Here's another view of the wood. The picture doesn't show it, but the yellow is almost a fluorescent color. It also doesn't smell like something I would smoke with unless it just smells bad when green.
I have a few small pieces of mulberry in my wood shed. When the tree died I thought it was box elder so the tree service put it in the brush dump. I only found out later that it was mulberry, looked at the cross-section of the trunk in the dump and it was walnut brown, not white with red streaks like box elder. I salvaged a few pieces because I thought it was actually walnut, only much later after the rest was buried, did I find out it was mulberry. Oh well. Good stuff no doubt.

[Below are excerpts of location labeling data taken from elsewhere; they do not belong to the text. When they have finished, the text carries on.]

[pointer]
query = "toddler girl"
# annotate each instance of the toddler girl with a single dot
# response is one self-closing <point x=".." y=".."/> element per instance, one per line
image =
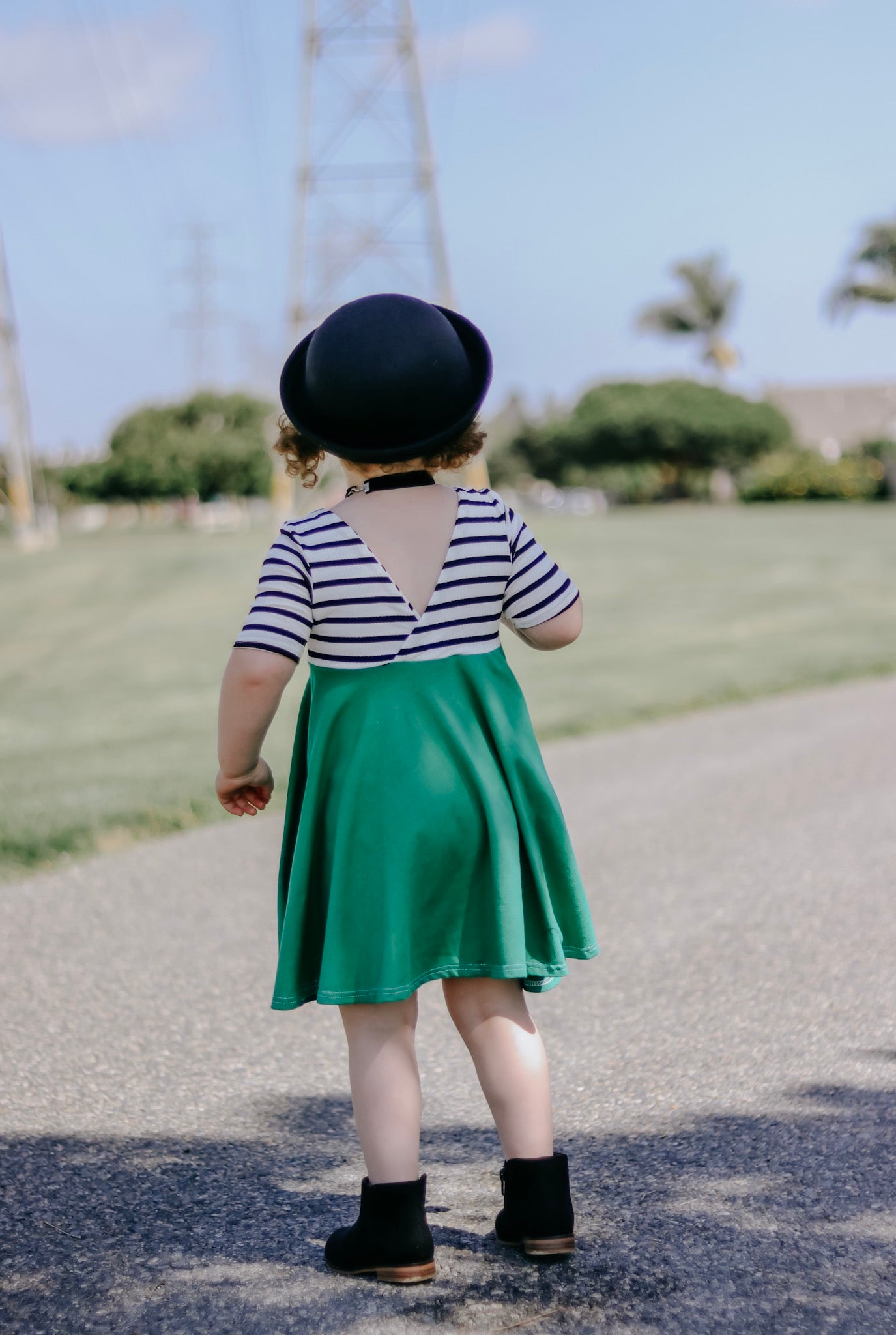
<point x="422" y="838"/>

Looks good Midwinter. I've never burned mulberry before, but the consensus from the fellow hoarders is we won't be disappointed.
When fresh cut it almost had a sour like smell. Maybe like rotten ketchup with a hint of locust. I've never burned it before so its hard for me to pinpoint it.

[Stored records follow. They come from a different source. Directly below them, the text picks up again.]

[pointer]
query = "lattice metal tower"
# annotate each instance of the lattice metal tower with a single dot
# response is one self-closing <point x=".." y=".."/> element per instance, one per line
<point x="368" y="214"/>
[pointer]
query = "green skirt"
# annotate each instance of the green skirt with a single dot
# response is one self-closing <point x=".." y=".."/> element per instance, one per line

This is what im getting is two different smell profiles. I smell ketchup(vinegarish), then sometimes it has the spiciness. Then i can smell what is like pilings at a salt water dock. The wood that has been soaked in creosote to preserve it has the odd smell when mixed with salt water. If this is confusing disregard it but black locust I have been cutting smells like this. It depends on how fresh it is. The older it is, more ketchup smell but more green, its a spiciness.